Aquaman and the Lost Kingdom
Like The Marvels, Aquaman and the Lost Kingdom is following up a billion-dollar hit in 2018’s Aquaman. In contrast to most of the previous entries in the grimdark DCEU/Snyderverse canon, James Wan’s blockbuster was colorful, goofy, funny, and buoyed by the huge charisma of Jason Momoa, even if the movie was also noisy, bloated, and largely nonsensical from a narrative standpoint.
Wan, Momoa, and many other principal cast members returned for the sequel, which began filming in June 2021 after COVID delays, completing principal photography in January 2022. Like The Marvels, Aquaman 2 has seen its release date change multiple times, shifting from December 2022 to March 2023, to finally its current position at the end of this year.
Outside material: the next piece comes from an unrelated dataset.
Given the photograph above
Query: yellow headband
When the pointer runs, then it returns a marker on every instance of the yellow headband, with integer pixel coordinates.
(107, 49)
At one point, Aquaman 2 flipped release dates with The Flash, which was originally going to come out at the end of 2023 and put a pin in the entire DCEU, using its multiverse storyline as a sort of reset and conclusion before the arrival of the new DC regime under James Gunn and Peter Safran. That caused confusion within the production of Aquaman and the Lost Kingdom itself, which shot scenes with both Ben Affleck’s Batman and Michael Keaton’s Caped Crusader (as of now, there are reportedly no scenes with either in the film).
Meanwhile, according to the Hollywood Reporter, the film has undergone a slew of test screenings and three rounds of reshoots (with the budget climbing to $205 million) as Wan, WB film chiefs Michael De Luca and Pamela Abdy, and finally Gunn and Safran have tried to make the picture work. The results at press time were said to be pointing in the right direction.
But as we write this in late July, a first trailer has yet to be released for the film, which is due out in just under five months. Some footage was shown last April at CinemaCon, but even a usually enthusiastic online cheerleader for a major ticket website could only muster up a “looks good” when posting about it on social media. It’s also worth noting that James Wan is merging his production company with Blumhouse Productions and moving over to Universal Pictures after a decade of churning out hits for WB.
As noted earlier, Aquaman 2 is following a string of DC flops (the much smaller Blue Beetle, due out in August, is also likely to sink based on early tracking). It’s unclear whether DC’s recent misfortune is a result of “superhero fatigue” in general, a sense that this last group of DC movies doesn’t matter because of the impending Gunn reboot, or both. But two $200 million flops in one year, from what’s supposed to be one of its crown jewel brands, could put severe strain on Warner Bros. Pictures.
Undoubtedly, some internal logic at WBD would reason that the 2023 slate of superhero films are an obligation and maybe even a write-off; something to endure until Gunn and Safran start fresh in a few years. However, audiences are less likely to view the brand in such “before” and “after” terms, and potentially four flops in a row (or five if you count Black Adam) could create a strong perception of failure or disinterest in the public’s mind. WBD CEO David Zaslav claimed he shelved Batgirl for less.
We’re fans of superhero movies around here, of course, and don’t like seeing any of them crash and burn. The MCU has taken its hits in the past couple of years but has soldiered on while the DC universe of the past decade has been stripped for parts and left for dead. If The Marvels and Aquaman and the Lost Kingdom turn out to represent the bottom for both, the genre could have finally reached a turning point—one you might hope they could turn upwards from.